Hepatotoxicity may occur with use of the regimen consisting of pretomanid, bedaquiline and linezolid. Liver-related laboratory tests should be monitored. Alcohol and hepatotoxic medicinal products (including herbal supplements), other than those specified in the indication statement (see section 4.1), should be avoided while on the regimen, especially in patients with impaired hepatic function. Symptoms and signs (such as fatigue, anorexia, nausea, jaundice, dark urine, liver tenderness and hepatomegaly) should be addressed throughout treatment. Laboratory tests (alanine aminotransferase [ALT], aspartate aminotransferase [AST], alkaline phosphatase, and bilirubin) should be monitored at initiation of treatment, and at a minimum once every week during the first month of treatment, every other week during month 2, and monthly thereafter while on treatment, and as needed. If evidence of new or worsening liver dysfunction occurs, a test for viral hepatitis should be performed and other hepatotoxic medicinal products should be discontinued.
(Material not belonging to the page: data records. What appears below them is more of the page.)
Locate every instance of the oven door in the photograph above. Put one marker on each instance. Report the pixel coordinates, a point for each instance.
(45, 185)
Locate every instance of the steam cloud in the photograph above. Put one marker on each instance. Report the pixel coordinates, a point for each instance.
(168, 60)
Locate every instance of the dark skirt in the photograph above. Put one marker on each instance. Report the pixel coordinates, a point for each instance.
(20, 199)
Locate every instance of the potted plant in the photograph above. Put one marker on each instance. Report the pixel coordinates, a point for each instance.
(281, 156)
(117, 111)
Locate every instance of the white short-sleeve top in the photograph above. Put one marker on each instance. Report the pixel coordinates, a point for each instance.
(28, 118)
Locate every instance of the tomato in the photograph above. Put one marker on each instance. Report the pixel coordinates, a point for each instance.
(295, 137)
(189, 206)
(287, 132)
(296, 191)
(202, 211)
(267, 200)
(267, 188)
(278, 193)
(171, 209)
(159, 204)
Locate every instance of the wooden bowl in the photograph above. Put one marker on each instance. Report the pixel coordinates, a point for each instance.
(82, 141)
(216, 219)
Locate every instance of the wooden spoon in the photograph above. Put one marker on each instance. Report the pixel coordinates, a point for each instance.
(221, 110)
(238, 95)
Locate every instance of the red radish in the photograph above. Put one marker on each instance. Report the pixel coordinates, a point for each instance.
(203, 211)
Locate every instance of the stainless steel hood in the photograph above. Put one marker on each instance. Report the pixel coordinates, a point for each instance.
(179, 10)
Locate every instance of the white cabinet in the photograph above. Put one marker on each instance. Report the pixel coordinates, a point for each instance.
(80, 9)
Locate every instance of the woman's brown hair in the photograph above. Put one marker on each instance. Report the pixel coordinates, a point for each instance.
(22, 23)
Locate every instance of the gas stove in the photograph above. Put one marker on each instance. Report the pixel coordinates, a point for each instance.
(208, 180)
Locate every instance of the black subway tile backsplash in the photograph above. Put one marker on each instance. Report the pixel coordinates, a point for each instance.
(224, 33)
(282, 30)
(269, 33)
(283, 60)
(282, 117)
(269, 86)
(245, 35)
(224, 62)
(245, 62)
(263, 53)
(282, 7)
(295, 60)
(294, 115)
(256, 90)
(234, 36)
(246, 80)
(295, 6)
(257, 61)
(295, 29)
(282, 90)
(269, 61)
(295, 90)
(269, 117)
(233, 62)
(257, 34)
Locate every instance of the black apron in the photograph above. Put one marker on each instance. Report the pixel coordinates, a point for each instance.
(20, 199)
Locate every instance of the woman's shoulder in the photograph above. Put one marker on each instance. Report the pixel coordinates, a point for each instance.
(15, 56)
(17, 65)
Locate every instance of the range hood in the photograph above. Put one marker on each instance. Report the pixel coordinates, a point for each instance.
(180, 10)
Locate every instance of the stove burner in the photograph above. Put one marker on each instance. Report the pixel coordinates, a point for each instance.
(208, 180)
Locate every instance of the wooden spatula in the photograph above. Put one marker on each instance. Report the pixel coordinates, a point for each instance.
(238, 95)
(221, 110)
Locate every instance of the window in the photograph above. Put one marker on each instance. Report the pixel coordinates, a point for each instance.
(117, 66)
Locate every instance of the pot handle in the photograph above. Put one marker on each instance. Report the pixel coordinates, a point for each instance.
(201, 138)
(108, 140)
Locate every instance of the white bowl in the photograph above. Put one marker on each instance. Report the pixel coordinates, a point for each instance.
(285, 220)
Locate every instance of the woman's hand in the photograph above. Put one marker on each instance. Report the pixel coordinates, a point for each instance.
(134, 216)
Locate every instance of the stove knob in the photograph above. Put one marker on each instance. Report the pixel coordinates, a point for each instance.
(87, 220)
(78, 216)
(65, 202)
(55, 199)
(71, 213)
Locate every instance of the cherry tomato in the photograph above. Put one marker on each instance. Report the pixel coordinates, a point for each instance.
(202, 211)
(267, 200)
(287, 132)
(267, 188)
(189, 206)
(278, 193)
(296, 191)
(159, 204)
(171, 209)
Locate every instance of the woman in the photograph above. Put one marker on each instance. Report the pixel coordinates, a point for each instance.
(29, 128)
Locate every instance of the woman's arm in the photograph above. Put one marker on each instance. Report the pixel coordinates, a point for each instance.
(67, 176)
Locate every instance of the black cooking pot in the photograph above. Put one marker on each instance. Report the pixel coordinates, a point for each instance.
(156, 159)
Treatment with the entire regimen should be interrupted if:

• • Aminotransferase elevations are accompanied by total bilirubin elevation greater than 2 times the upper limit of normal.
• • Aminotransferase elevations are greater than 8 times the upper limit of normal.
• • Aminotransferase elevations are greater than 5 times the upper limit of normal and persist

beyond 2 weeks.

Treatment may be re-initiated under close surveillance when hepatic enzymes and clinical symptoms normalize.
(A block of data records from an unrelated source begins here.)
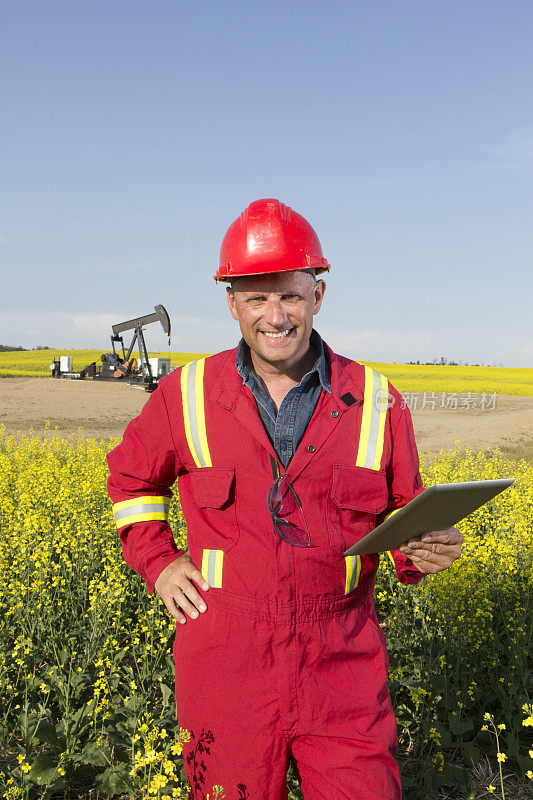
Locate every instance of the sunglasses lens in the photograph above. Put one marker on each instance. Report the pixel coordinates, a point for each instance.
(275, 497)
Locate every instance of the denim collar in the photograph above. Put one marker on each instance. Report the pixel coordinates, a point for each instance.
(321, 365)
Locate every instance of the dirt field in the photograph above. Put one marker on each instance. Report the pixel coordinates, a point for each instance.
(103, 410)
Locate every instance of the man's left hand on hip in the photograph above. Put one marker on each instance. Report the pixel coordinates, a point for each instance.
(435, 550)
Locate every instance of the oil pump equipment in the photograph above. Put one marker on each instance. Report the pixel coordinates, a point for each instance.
(122, 365)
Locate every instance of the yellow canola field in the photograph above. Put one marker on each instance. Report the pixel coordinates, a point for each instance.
(86, 672)
(34, 363)
(405, 377)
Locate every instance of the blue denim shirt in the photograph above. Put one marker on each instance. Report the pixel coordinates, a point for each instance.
(287, 427)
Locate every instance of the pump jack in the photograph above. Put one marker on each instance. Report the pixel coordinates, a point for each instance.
(115, 366)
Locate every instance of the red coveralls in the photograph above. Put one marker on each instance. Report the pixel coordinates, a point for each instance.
(289, 660)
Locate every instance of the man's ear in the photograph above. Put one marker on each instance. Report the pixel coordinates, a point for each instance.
(230, 295)
(320, 289)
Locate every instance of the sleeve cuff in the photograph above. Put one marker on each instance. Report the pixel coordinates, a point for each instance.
(155, 562)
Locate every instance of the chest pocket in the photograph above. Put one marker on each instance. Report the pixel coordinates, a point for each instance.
(358, 494)
(213, 489)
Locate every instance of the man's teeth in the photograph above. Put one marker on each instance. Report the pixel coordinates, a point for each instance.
(277, 335)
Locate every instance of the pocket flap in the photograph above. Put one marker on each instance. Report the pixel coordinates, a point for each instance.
(212, 486)
(359, 488)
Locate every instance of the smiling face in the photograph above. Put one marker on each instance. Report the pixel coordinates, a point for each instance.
(275, 313)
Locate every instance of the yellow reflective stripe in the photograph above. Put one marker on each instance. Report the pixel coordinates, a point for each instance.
(192, 395)
(353, 571)
(146, 517)
(212, 561)
(200, 412)
(365, 420)
(135, 501)
(381, 425)
(186, 419)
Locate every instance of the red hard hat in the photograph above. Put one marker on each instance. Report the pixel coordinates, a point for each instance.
(269, 237)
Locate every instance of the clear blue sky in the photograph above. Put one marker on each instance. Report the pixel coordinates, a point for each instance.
(133, 133)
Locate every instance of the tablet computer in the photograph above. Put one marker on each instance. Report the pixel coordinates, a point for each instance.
(436, 508)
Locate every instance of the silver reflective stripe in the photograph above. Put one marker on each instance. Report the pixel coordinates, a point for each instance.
(193, 416)
(142, 508)
(211, 566)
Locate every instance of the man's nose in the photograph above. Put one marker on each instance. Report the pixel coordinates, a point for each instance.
(275, 313)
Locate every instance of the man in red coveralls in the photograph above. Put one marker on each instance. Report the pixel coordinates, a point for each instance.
(285, 455)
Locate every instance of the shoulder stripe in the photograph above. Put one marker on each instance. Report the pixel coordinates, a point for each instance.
(192, 394)
(375, 405)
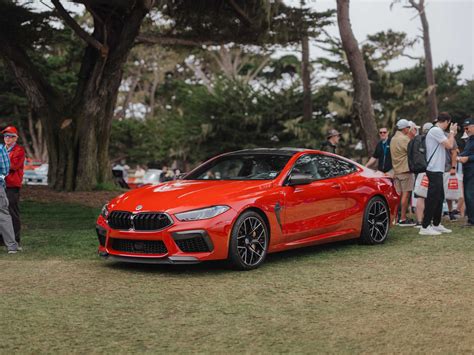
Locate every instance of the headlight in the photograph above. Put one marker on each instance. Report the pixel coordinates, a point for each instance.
(105, 211)
(202, 213)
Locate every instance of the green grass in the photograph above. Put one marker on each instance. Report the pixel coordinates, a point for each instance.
(411, 295)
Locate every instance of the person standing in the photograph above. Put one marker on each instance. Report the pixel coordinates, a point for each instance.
(382, 155)
(403, 178)
(420, 200)
(6, 226)
(436, 145)
(15, 177)
(332, 140)
(467, 159)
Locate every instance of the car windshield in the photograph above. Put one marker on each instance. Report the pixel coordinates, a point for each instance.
(241, 167)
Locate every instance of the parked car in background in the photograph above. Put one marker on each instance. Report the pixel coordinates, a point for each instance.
(152, 176)
(240, 206)
(38, 176)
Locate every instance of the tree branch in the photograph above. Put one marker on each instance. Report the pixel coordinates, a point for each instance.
(241, 13)
(102, 48)
(38, 91)
(151, 39)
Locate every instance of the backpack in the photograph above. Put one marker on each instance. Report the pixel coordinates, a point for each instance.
(416, 152)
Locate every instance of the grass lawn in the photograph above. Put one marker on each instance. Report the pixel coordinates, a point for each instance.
(413, 294)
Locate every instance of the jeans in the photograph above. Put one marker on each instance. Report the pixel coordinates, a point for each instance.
(6, 226)
(13, 194)
(468, 181)
(434, 199)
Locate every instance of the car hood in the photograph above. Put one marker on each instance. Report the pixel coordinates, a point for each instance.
(183, 195)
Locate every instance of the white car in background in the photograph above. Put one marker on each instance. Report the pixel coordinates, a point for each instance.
(38, 176)
(152, 176)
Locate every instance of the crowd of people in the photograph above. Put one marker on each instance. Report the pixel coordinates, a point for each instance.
(448, 169)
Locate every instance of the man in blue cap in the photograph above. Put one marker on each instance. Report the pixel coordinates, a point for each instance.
(467, 159)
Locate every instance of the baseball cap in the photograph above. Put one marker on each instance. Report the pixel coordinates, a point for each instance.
(332, 133)
(403, 123)
(468, 122)
(427, 126)
(10, 130)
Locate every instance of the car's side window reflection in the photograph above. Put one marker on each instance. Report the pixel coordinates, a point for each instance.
(322, 166)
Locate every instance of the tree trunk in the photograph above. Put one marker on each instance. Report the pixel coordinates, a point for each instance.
(77, 132)
(362, 103)
(306, 76)
(429, 72)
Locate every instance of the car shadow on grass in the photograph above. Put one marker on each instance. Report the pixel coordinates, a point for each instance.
(221, 267)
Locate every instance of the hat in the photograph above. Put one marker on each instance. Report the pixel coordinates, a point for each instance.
(10, 130)
(468, 122)
(332, 133)
(403, 123)
(426, 127)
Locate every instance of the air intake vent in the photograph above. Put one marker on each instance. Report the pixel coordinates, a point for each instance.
(139, 246)
(145, 221)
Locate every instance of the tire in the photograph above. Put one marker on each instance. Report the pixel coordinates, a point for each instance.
(376, 222)
(248, 241)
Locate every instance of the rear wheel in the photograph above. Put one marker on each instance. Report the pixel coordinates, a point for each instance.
(376, 223)
(249, 241)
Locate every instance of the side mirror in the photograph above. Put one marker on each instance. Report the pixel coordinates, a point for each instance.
(300, 179)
Modification/in­terruption due to linezolid adverse reactions

Modification or interruption of linezolid dosing may be needed during the course of therapy to manage the known linezolid toxicities. The recommendations below reflect the procedures used in the Nix-TB study (section 5.1).

Myelosuppression

Complete blood counts should be monitored at a minimum at start of treatment, at two weeks, and then monthly in patients receiving linezolid as part of the combination regimen. Haematologic parameters are variable from measurement to measurement, and decreases should be evaluated in the context of the patient’s overall medical condition. Guidelines below may be considered when it is likely that linezolid has caused the decrease in blood count. Consider pausing or reducing the dose of linezolid in the following situations.

• • Anaemia – if haemoglobin falls below 80 g/l or more than 25% below the start of treatment.
• • Leukopenia – if the Absolute Neutrophil Count (ANC) falls below 0.75 × 109/l or significantly

below baseline. Confirm with a repeat test before making further decisions as ANCs can have diurnal and other variability.

• • Thrombocytopenia – if platelets fall below 50 × 109/l or significantly below baseline. Ideally confirm with a repeat test before making further decisions.

When improvement in the myelosuppression is observed, consider resuming linezolid at the initial dose or at half the initial dose.

Peripheral neuropathy and optic neuropathy

Peripheral neuropathy associated with linezolid is generally reversible or improved with interruption, dose reduction, or discontinuation of linezolid dosing. When improvement in the peripheral neuropathy is observed, consider resuming linezolid at half the initial dose. In the Nix-TB study (section 5.1), the incidence of interruption/re­duction/discon­tinuation of linezolid due to peripheral neuropathy increased steadily from around 2 months of therapy throughout the completion of therapy. Monitor visual symptoms in all patients receiving the combination regimen of pretomanid, bedaquiline, and linezolid. If a patient experiences symptoms of visual impairment, interrupt linezolid dosing and obtain prompt ophthalmologic examination to evaluate for signs of optic neuropathy.

Lactic acidosis

Lactic acidosis is a known adverse reaction of linezolid. Patients who develop recurrent nausea or vomiting should receive immediate medical evaluation, including evaluation of bicarbonate and lactic acid levels, and interruption of linezolid should be considered. Linezolid may be reinitiated at a lower dose with close monitoring when signs and symptoms of lactic acidosis resolve.

QT prolongation

QT prolongation was reported with the combination regimen of pretomanid, bedaquiline, and linezolid. QT prolongation is a known adverse reaction of bedaquiline. Bedaquiline in combination with pretomanid appears to result in a higher QT prolongation than expected with bedaquiline alone. However, the impact of pretomanid has not been fully characterized.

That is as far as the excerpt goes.